We’d kiss at concerts, fuck in fitting rooms, and when she had sex with her first boyfriend, she asked me to join. When her second boyfriend turned his head for two seconds, we’d make out in the very same room, careful not to be caught. And of course, she despised my boyfriend as well. 

It was when I met a girl who made me feel INSANE at writing camp that I couldn’t sit around and play dumb to my own intuition anymore. She had this raspy voice and perfect winged eyeliner and an eyebrow piercing. As soon as she introduced herself and demanded that someone “help her find a cigarette in this god-forsaken place,”  I knew that I had the kind of feelings that hurt your head and turn your stomach and make you feel strange euphoria at the same time. Like amphetamines. She sounded like sandpaper and would call me things like “Honey” and “Love” in a warm, slightly southern drawl.  We did everything together: sat on each other’s laps, maintained a sickening show of PDA, showered, ate, wrote love letters.

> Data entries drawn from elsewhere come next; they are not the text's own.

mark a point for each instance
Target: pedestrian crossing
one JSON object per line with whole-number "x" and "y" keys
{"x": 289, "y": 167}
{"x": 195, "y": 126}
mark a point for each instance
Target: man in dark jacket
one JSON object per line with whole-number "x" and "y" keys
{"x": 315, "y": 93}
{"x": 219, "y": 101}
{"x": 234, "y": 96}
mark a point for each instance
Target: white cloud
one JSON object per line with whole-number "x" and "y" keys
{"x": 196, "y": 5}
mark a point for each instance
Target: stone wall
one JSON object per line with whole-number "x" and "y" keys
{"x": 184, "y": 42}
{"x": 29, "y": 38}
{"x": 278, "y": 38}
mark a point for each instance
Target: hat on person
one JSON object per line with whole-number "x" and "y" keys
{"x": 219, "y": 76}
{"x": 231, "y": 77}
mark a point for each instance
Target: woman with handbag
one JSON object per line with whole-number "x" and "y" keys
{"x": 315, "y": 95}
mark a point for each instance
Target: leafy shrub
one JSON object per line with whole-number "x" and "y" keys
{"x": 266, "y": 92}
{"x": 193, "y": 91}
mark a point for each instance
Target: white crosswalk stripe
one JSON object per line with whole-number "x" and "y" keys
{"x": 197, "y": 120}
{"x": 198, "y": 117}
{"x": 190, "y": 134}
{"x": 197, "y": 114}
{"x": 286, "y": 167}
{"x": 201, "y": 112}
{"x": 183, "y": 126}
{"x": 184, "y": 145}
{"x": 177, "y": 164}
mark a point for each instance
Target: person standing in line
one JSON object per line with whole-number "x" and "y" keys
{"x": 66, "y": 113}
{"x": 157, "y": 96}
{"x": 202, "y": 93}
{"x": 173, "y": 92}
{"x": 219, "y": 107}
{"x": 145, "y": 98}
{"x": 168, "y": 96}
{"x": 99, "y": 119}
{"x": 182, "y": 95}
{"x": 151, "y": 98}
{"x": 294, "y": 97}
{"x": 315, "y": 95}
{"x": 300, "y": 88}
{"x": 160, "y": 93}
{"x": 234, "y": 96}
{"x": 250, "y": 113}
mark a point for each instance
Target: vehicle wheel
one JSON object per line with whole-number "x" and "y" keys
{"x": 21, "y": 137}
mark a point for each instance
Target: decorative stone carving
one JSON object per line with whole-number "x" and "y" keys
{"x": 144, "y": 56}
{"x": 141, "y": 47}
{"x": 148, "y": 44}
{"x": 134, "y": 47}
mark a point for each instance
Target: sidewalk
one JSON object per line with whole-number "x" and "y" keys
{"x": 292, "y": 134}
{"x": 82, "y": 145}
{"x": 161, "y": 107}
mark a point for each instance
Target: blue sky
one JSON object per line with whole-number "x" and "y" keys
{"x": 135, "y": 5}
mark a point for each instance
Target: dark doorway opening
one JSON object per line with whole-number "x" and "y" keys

When we finally had to go our separate ways, even having known each other for such a short time, I remember feeling like the potential for a great love had been squashed, which burned like sand in my eyes and an esophagus raw from screaming. 

And then there was the time that I cheated on my boyfriend with a lesbian on a school trip to England. She was masculine and confident in a way that made me nervous. She said, “I wonder if I can make you cum better than him,” and I said, “Okay” and then we spent two weeks holding hands and skipping through the hills of England, writing journal entries about one another. Then, she asked me to prom.

I’ve always been pretty carefree when it came to acts of “rebellion” or going against the grain so it’s strange that it took what felt like an infinity of experience and growth for me to get comfortable with the label of bisexuality. I had to get rid of the notion that my capacity to love outside of one gender was somehow “wrong.” I now realize it’s not something I’m supposed to justify. Dating in your twenties is about feeling hot and having fun and seeing if you accidentally stumble into something that feels genuine and explosive and purposeful, not about explaining what’s on your name tag. Openly embracing my bisexuality is a radical act of not giving a fuck, which has always been the fuel that I’ve needed to enjoy a liberated, happy life.